The relation of Six Sigma for Software to CMMI might also be characterised as a difference in goals, in which the goals of CMMI may be a subset of  those associated with Six Sigma for Software. Therefore:

 

-The primary goals of CMMI are continuous improvement in the performance of software development teams in terms of software product cost, cycle time, and delivered quality;

 

-The goals of Six Sigma for Software may include the goals of CMMI, but do not specify any particular process definition to achieve those goals. In addition, Six Sigma for Software may be used to achieve many other business objectives (e.g. improved customer service after delivery of the software, or improved customer satisfaction and value realization from the software product delivered). Six Sigma for Software applies to the software process, he software product, and to balancing the needs of the customer to the needs of business in order to maximize overall business value resulting from processes and products.

 

-An additional difference is that Six Sigma is being applied to selected projects, while CMMI is intended for all projects.

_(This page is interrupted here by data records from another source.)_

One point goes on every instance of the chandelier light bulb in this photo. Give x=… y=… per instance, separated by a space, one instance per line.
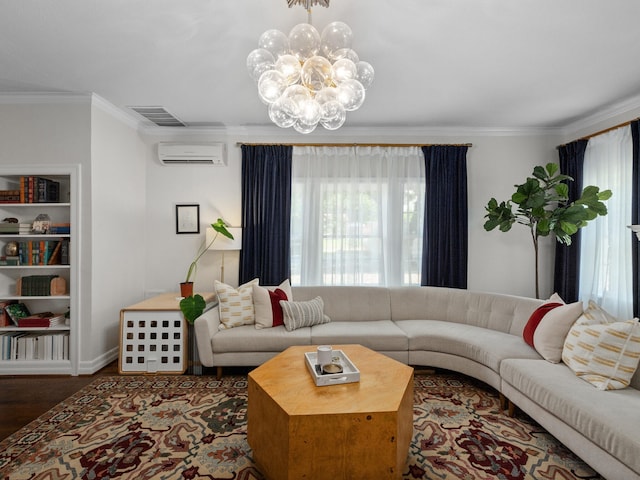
x=307 y=78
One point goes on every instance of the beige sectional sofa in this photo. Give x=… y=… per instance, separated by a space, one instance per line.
x=475 y=333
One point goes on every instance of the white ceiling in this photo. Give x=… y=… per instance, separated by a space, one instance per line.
x=438 y=63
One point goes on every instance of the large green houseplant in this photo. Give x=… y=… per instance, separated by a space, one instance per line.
x=542 y=204
x=191 y=305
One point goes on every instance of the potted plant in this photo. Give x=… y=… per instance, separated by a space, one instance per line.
x=542 y=205
x=220 y=227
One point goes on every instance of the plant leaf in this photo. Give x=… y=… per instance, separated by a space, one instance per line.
x=192 y=307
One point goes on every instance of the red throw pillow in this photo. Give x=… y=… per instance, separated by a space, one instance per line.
x=275 y=298
x=534 y=320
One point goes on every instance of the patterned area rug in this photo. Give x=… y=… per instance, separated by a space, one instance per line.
x=183 y=427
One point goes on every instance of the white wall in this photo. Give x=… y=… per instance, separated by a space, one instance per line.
x=129 y=245
x=117 y=234
x=497 y=261
x=51 y=132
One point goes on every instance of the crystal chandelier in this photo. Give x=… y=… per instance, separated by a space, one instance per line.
x=308 y=77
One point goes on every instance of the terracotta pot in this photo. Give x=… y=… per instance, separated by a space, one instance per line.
x=186 y=289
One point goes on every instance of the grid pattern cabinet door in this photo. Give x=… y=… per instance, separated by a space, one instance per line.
x=152 y=342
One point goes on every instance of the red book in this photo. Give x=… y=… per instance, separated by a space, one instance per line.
x=44 y=319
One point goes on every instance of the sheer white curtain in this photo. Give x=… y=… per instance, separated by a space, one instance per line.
x=357 y=215
x=605 y=254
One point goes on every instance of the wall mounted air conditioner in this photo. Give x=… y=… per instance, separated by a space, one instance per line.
x=192 y=154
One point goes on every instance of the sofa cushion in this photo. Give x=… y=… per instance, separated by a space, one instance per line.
x=483 y=345
x=549 y=337
x=235 y=304
x=608 y=418
x=601 y=350
x=379 y=335
x=247 y=339
x=303 y=314
x=505 y=313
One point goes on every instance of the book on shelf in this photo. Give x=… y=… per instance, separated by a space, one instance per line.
x=9 y=260
x=42 y=319
x=59 y=228
x=41 y=285
x=5 y=320
x=40 y=252
x=35 y=189
x=9 y=196
x=34 y=346
x=9 y=227
x=17 y=310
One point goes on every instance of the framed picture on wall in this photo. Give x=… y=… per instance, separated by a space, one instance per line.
x=188 y=218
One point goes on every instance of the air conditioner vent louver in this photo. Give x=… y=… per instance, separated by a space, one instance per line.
x=192 y=154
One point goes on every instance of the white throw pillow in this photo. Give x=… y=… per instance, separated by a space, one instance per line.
x=266 y=304
x=552 y=330
x=235 y=304
x=602 y=350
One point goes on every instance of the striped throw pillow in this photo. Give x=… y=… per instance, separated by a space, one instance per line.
x=235 y=304
x=303 y=314
x=603 y=352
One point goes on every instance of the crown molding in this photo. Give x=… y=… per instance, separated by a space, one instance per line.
x=609 y=115
x=43 y=98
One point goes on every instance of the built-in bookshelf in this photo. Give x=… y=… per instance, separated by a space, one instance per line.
x=38 y=223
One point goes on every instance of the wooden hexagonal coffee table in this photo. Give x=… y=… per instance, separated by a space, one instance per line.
x=349 y=431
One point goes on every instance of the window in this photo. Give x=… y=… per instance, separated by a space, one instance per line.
x=605 y=250
x=357 y=215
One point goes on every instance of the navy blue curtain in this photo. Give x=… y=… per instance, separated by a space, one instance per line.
x=566 y=277
x=266 y=213
x=445 y=237
x=635 y=213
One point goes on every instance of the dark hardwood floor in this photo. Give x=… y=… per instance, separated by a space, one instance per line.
x=23 y=398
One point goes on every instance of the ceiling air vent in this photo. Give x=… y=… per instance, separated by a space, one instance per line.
x=159 y=116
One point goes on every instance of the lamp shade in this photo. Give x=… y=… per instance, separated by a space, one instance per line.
x=224 y=243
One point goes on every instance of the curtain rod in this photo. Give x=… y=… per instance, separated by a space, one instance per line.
x=602 y=132
x=239 y=144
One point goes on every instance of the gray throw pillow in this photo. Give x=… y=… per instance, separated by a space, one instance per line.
x=303 y=314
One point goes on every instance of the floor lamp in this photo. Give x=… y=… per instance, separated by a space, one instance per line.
x=224 y=244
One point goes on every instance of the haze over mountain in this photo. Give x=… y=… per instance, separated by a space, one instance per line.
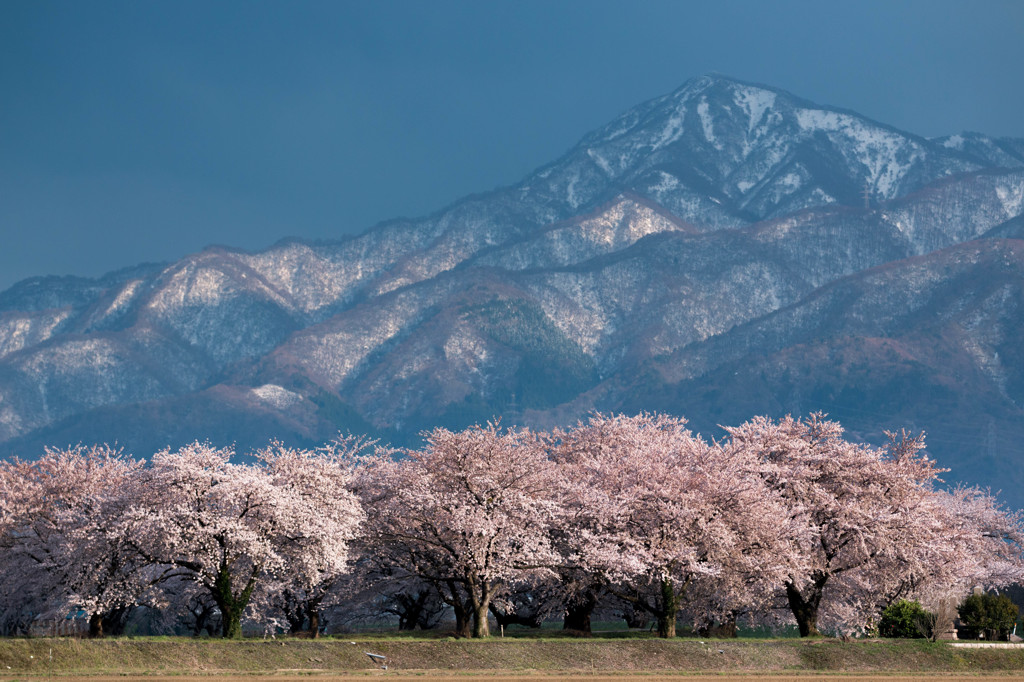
x=723 y=251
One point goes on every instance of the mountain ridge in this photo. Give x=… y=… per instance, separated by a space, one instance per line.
x=653 y=242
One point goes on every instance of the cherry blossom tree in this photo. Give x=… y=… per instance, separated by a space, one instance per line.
x=469 y=512
x=64 y=514
x=320 y=480
x=869 y=520
x=227 y=526
x=651 y=509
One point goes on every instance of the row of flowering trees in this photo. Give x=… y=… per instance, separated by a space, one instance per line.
x=782 y=520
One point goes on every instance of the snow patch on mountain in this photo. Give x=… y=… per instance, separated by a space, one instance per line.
x=275 y=396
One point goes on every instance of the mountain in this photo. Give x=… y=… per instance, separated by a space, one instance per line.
x=723 y=251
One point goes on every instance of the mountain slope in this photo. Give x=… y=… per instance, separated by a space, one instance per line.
x=725 y=250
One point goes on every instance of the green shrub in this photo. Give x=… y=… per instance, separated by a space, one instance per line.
x=987 y=616
x=905 y=620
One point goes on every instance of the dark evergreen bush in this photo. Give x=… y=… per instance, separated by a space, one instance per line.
x=905 y=620
x=987 y=616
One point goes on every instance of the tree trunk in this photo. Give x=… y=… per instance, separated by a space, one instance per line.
x=670 y=609
x=481 y=604
x=231 y=605
x=805 y=609
x=314 y=622
x=459 y=606
x=95 y=626
x=579 y=611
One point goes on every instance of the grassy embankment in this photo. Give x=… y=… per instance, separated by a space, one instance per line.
x=188 y=656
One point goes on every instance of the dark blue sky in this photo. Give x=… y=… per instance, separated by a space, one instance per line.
x=140 y=131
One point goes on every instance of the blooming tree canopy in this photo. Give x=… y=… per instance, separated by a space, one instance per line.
x=470 y=512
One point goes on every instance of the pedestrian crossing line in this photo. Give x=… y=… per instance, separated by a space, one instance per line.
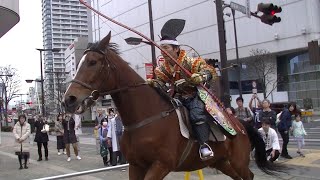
x=52 y=167
x=308 y=161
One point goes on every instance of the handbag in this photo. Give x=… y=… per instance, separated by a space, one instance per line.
x=45 y=128
x=103 y=149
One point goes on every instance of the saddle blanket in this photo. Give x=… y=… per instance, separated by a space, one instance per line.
x=216 y=136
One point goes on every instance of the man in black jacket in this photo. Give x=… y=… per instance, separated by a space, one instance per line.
x=268 y=114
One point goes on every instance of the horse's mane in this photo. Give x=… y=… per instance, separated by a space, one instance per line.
x=114 y=47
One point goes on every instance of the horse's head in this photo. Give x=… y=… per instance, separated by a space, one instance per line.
x=94 y=71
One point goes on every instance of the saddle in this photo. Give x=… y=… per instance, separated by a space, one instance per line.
x=186 y=128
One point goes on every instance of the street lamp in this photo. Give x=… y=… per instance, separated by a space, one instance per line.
x=42 y=93
x=5 y=96
x=20 y=94
x=42 y=89
x=137 y=41
x=57 y=73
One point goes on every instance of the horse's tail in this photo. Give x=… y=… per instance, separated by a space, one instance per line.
x=260 y=152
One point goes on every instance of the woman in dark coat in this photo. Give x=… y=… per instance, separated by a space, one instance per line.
x=59 y=133
x=41 y=138
x=69 y=136
x=284 y=126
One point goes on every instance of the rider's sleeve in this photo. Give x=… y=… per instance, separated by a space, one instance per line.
x=200 y=66
x=161 y=74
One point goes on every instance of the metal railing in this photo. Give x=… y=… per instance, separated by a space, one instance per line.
x=81 y=173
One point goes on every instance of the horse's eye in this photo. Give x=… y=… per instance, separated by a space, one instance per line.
x=92 y=63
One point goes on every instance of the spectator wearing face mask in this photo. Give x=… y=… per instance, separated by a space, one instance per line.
x=70 y=136
x=41 y=137
x=59 y=132
x=270 y=138
x=103 y=131
x=21 y=132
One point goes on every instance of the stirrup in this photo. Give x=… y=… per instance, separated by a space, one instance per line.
x=207 y=157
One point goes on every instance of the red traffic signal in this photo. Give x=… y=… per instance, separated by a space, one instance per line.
x=269 y=10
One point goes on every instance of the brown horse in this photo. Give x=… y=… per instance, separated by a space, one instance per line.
x=152 y=142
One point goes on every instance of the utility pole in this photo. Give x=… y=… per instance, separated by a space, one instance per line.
x=225 y=95
x=237 y=51
x=153 y=49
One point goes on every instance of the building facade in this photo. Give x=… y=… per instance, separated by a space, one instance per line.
x=63 y=21
x=9 y=10
x=287 y=41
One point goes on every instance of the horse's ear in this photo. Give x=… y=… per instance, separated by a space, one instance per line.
x=105 y=41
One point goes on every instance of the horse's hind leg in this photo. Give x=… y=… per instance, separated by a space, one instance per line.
x=226 y=168
x=136 y=173
x=157 y=171
x=245 y=173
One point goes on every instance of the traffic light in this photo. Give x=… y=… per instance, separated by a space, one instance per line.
x=269 y=10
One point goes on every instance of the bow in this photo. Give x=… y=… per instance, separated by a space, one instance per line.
x=155 y=44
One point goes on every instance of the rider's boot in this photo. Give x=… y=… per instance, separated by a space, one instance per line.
x=202 y=131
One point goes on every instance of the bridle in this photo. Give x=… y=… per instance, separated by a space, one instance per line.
x=108 y=66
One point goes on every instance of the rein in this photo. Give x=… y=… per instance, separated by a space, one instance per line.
x=106 y=64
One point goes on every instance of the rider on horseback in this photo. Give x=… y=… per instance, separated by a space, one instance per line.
x=186 y=87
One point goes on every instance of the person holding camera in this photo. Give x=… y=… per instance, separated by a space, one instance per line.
x=256 y=110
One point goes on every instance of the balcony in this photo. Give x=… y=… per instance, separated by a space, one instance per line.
x=9 y=15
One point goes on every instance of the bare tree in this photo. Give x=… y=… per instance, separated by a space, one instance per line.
x=261 y=67
x=11 y=83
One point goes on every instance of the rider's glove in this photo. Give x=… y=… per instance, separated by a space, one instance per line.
x=197 y=79
x=151 y=82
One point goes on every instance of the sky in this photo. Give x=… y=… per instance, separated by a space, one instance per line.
x=18 y=45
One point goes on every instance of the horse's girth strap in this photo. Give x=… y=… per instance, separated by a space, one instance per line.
x=148 y=120
x=185 y=152
x=82 y=84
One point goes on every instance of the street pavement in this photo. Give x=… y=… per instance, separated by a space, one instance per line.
x=300 y=168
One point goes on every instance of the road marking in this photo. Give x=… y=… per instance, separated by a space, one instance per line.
x=50 y=166
x=311 y=157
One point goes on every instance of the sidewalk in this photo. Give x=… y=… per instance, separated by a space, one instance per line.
x=90 y=160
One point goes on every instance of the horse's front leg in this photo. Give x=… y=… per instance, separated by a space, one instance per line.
x=136 y=172
x=157 y=171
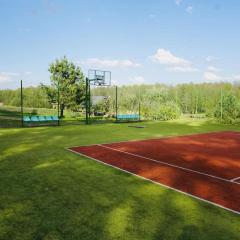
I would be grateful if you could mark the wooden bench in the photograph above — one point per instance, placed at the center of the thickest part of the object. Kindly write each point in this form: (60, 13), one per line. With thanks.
(128, 118)
(40, 120)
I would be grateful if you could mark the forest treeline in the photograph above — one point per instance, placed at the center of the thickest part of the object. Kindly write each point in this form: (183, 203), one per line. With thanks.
(157, 101)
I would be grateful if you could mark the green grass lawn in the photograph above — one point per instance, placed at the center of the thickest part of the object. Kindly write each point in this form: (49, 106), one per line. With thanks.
(47, 192)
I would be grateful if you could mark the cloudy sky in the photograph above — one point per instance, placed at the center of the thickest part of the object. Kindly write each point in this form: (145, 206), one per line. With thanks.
(147, 41)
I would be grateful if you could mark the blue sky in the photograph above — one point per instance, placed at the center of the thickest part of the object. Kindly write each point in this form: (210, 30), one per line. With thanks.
(147, 41)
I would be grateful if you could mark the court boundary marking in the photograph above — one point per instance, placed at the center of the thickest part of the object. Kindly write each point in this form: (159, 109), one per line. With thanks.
(171, 165)
(152, 181)
(155, 138)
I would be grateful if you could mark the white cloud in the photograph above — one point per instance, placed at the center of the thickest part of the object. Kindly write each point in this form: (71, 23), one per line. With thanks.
(7, 76)
(27, 73)
(96, 62)
(174, 63)
(189, 9)
(211, 58)
(152, 15)
(236, 77)
(213, 69)
(182, 69)
(137, 80)
(165, 57)
(178, 2)
(24, 30)
(211, 76)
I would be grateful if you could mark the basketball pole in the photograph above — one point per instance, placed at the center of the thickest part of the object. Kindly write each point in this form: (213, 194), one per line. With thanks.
(58, 103)
(139, 104)
(21, 104)
(116, 103)
(86, 101)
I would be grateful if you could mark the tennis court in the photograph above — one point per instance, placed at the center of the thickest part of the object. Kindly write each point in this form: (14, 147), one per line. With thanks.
(204, 166)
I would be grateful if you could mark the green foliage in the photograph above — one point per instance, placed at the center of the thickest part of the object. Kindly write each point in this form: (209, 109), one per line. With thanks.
(168, 111)
(47, 192)
(228, 109)
(157, 101)
(69, 79)
(32, 97)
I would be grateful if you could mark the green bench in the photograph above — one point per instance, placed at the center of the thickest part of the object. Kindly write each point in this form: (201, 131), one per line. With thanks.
(128, 117)
(40, 120)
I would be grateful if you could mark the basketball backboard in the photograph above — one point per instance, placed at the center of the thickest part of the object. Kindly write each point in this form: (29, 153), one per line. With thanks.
(99, 77)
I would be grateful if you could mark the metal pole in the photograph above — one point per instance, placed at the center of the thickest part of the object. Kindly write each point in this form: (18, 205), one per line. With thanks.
(139, 104)
(58, 103)
(116, 104)
(21, 104)
(221, 105)
(86, 100)
(89, 101)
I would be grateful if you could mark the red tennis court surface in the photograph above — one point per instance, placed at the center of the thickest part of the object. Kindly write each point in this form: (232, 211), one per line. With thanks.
(206, 166)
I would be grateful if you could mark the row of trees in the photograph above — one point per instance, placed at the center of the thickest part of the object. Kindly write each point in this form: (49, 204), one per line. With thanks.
(158, 101)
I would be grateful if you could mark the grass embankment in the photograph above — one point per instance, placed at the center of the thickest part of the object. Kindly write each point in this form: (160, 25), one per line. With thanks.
(47, 192)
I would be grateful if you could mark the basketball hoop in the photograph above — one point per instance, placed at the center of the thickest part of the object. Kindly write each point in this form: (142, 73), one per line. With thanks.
(99, 77)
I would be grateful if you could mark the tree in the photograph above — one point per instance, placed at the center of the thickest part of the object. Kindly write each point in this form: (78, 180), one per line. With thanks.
(69, 79)
(228, 109)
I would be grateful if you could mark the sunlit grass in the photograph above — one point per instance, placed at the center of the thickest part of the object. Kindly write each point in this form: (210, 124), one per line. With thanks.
(47, 192)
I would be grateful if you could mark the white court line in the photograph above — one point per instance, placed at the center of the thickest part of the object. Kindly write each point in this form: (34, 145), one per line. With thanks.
(152, 181)
(171, 165)
(234, 179)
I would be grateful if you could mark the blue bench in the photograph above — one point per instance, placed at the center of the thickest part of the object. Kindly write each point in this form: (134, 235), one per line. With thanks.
(128, 117)
(40, 119)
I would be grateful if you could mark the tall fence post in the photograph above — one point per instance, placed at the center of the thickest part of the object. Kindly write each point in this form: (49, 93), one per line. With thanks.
(21, 104)
(116, 103)
(139, 104)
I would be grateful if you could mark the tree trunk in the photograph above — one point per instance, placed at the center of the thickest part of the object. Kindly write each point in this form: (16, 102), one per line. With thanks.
(62, 109)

Six Sigma may, for example, be used to plan and evaluate pilot implementation of CMMI, while CMMI can provide a defined tool to institutionalise the lessons learned from Six Sigma projects.

 

CMM and Six Sigma address a challenge posed specifically by hospitals (rather than many other businesses), where every department has specialised needs and working practices – as do different actors and users (nurses, physicians, pathologists and administrators).

 

Conclusion

For IT managers, the advantage of using these structured methodologies lies in optimizing both existing business and IT processes as well as producing a tangible roadmap for ‘systemically’ inspiring best practices. Meanwhile, the in-built metrics of CMM and Six Sigma allows hospital administrators to identify and ameliorate organizational bottlenecks and measure (continuous) improvements in process efficiencies over time.